Cytokines and chemokines as mediators of protection and injury in the central nervous system assessed in transgenic mice

Abstract

Cytokines and chemokines are potent biologic response molecules that play a key role in cellular communication in physiologic and pathophysiologic states. An understanding of the actions and roles of these molecules in CNS biology has been greatly facilitated by molecular genetic approaches that permit the targeted manipulation of gene expression in an intact organism. Studies in promoter-driven transgenic mice with CNS production of a number of cytokines or chemokines have demonstrated that these factors can directly induce a spectrum of cellular alterations often resulting in pronounced neurological disease (Table 1).

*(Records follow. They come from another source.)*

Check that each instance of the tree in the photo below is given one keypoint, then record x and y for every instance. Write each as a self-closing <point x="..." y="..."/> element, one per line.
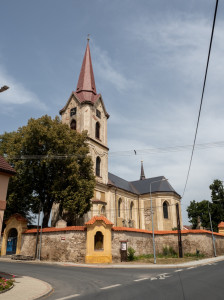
<point x="52" y="165"/>
<point x="200" y="209"/>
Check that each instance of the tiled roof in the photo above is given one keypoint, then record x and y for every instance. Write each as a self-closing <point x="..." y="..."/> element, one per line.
<point x="99" y="218"/>
<point x="18" y="217"/>
<point x="5" y="167"/>
<point x="54" y="229"/>
<point x="162" y="232"/>
<point x="140" y="187"/>
<point x="86" y="80"/>
<point x="221" y="224"/>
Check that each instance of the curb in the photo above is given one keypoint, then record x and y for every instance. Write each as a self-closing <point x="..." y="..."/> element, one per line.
<point x="124" y="266"/>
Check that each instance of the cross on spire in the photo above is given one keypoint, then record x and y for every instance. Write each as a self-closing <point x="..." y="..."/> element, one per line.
<point x="142" y="175"/>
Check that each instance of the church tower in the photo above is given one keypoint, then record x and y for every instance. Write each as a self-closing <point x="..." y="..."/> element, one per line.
<point x="85" y="110"/>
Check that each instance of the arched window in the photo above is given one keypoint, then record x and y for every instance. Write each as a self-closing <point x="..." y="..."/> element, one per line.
<point x="98" y="161"/>
<point x="73" y="125"/>
<point x="131" y="210"/>
<point x="165" y="210"/>
<point x="103" y="210"/>
<point x="119" y="207"/>
<point x="97" y="130"/>
<point x="98" y="241"/>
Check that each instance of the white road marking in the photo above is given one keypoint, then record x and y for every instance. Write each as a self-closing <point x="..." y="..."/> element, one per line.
<point x="110" y="286"/>
<point x="69" y="297"/>
<point x="163" y="276"/>
<point x="140" y="279"/>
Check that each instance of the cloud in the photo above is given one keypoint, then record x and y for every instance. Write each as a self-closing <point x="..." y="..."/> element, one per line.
<point x="105" y="70"/>
<point x="17" y="94"/>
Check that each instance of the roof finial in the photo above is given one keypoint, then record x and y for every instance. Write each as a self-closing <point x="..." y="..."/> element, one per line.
<point x="142" y="176"/>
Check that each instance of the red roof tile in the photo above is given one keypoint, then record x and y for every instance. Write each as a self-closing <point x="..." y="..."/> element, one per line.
<point x="99" y="218"/>
<point x="5" y="167"/>
<point x="86" y="80"/>
<point x="194" y="231"/>
<point x="54" y="229"/>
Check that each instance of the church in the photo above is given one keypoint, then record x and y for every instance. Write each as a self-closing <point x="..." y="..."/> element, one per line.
<point x="125" y="203"/>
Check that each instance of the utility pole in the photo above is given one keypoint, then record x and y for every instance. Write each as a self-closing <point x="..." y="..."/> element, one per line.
<point x="179" y="232"/>
<point x="213" y="239"/>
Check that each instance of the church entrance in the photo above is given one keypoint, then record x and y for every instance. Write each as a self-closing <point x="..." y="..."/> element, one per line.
<point x="12" y="242"/>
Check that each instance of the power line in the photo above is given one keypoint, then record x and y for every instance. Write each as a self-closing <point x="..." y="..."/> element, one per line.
<point x="149" y="151"/>
<point x="202" y="95"/>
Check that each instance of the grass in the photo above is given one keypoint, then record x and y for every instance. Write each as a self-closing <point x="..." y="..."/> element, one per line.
<point x="5" y="284"/>
<point x="168" y="256"/>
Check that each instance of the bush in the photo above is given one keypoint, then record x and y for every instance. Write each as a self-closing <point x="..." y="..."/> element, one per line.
<point x="169" y="251"/>
<point x="131" y="254"/>
<point x="5" y="284"/>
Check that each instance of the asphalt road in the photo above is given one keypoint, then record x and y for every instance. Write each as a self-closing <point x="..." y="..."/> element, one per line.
<point x="203" y="282"/>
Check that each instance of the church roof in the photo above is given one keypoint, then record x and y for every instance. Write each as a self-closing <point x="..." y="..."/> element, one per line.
<point x="140" y="187"/>
<point x="5" y="167"/>
<point x="86" y="87"/>
<point x="86" y="80"/>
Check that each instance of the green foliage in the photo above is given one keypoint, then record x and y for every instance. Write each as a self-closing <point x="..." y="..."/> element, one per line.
<point x="5" y="284"/>
<point x="58" y="168"/>
<point x="169" y="251"/>
<point x="131" y="254"/>
<point x="197" y="254"/>
<point x="199" y="210"/>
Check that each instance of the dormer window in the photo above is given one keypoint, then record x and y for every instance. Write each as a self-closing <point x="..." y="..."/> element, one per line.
<point x="98" y="114"/>
<point x="73" y="111"/>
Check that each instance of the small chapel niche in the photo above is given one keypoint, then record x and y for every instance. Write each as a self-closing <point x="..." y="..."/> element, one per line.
<point x="97" y="131"/>
<point x="165" y="210"/>
<point x="73" y="125"/>
<point x="98" y="241"/>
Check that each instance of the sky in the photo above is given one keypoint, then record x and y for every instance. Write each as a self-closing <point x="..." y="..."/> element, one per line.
<point x="149" y="60"/>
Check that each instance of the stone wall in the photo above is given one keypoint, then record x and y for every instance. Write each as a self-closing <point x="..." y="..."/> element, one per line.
<point x="192" y="240"/>
<point x="57" y="245"/>
<point x="65" y="244"/>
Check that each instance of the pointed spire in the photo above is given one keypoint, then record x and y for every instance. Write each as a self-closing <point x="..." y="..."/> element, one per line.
<point x="86" y="82"/>
<point x="142" y="176"/>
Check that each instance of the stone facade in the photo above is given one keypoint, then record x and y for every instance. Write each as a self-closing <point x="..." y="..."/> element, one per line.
<point x="57" y="245"/>
<point x="65" y="244"/>
<point x="85" y="111"/>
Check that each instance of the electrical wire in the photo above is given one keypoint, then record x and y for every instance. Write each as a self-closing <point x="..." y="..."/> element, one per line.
<point x="149" y="151"/>
<point x="202" y="96"/>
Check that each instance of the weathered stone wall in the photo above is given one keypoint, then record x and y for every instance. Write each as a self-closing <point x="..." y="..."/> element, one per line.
<point x="142" y="243"/>
<point x="57" y="246"/>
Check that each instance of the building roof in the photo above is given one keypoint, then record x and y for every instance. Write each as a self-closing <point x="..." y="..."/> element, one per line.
<point x="86" y="80"/>
<point x="98" y="218"/>
<point x="140" y="187"/>
<point x="86" y="88"/>
<point x="5" y="167"/>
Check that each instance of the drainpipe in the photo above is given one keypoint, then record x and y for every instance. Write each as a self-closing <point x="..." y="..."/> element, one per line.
<point x="115" y="206"/>
<point x="37" y="234"/>
<point x="139" y="223"/>
<point x="41" y="235"/>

Thus, these factors, in addition to initiating and maintaining immunoinflammatory responses, can be direct mediators of CNS injury. The neuropathological outcomes in the transgenic mice often recapitulate those reported in human neurological disorders such as MS, neurological diseases associated with AIDS and Alzheimer's disease, pointing to the importance of these animal models to our understanding of the role of cytokines and chemokines in these human disorders. Despite problems of timing and tissue specificity as well as some inconsistencies in the findings from different groups, knockout mice have begun to provide insights that are altering our view of the contribution made by individual cytokines to immunoinflammatory responses in the brain. For example, IL-6 and TNF were originally viewed as having minor and major proinflammatory contributions, respectively, in EAE, but now, based on findings from knockout mice, the opposite seems true. Studies in transgenic and knockout mice now offer strong evidence that, in addition to being mediators of damage, cytokines can have beneficial functions, e.g. the antiviral functions of the IFNs or the trophic and/or neuroprotective actions of some cytokines such as IL-6 and TNF. Clearly, studies in mutant mice, as summarized here, will continue to provide important insights into the nature of cytokine and chemokine actions in the CNS and will offer the possibility that we may identify new targets for effective therapeutic intervention in neuroinflammatory disorders.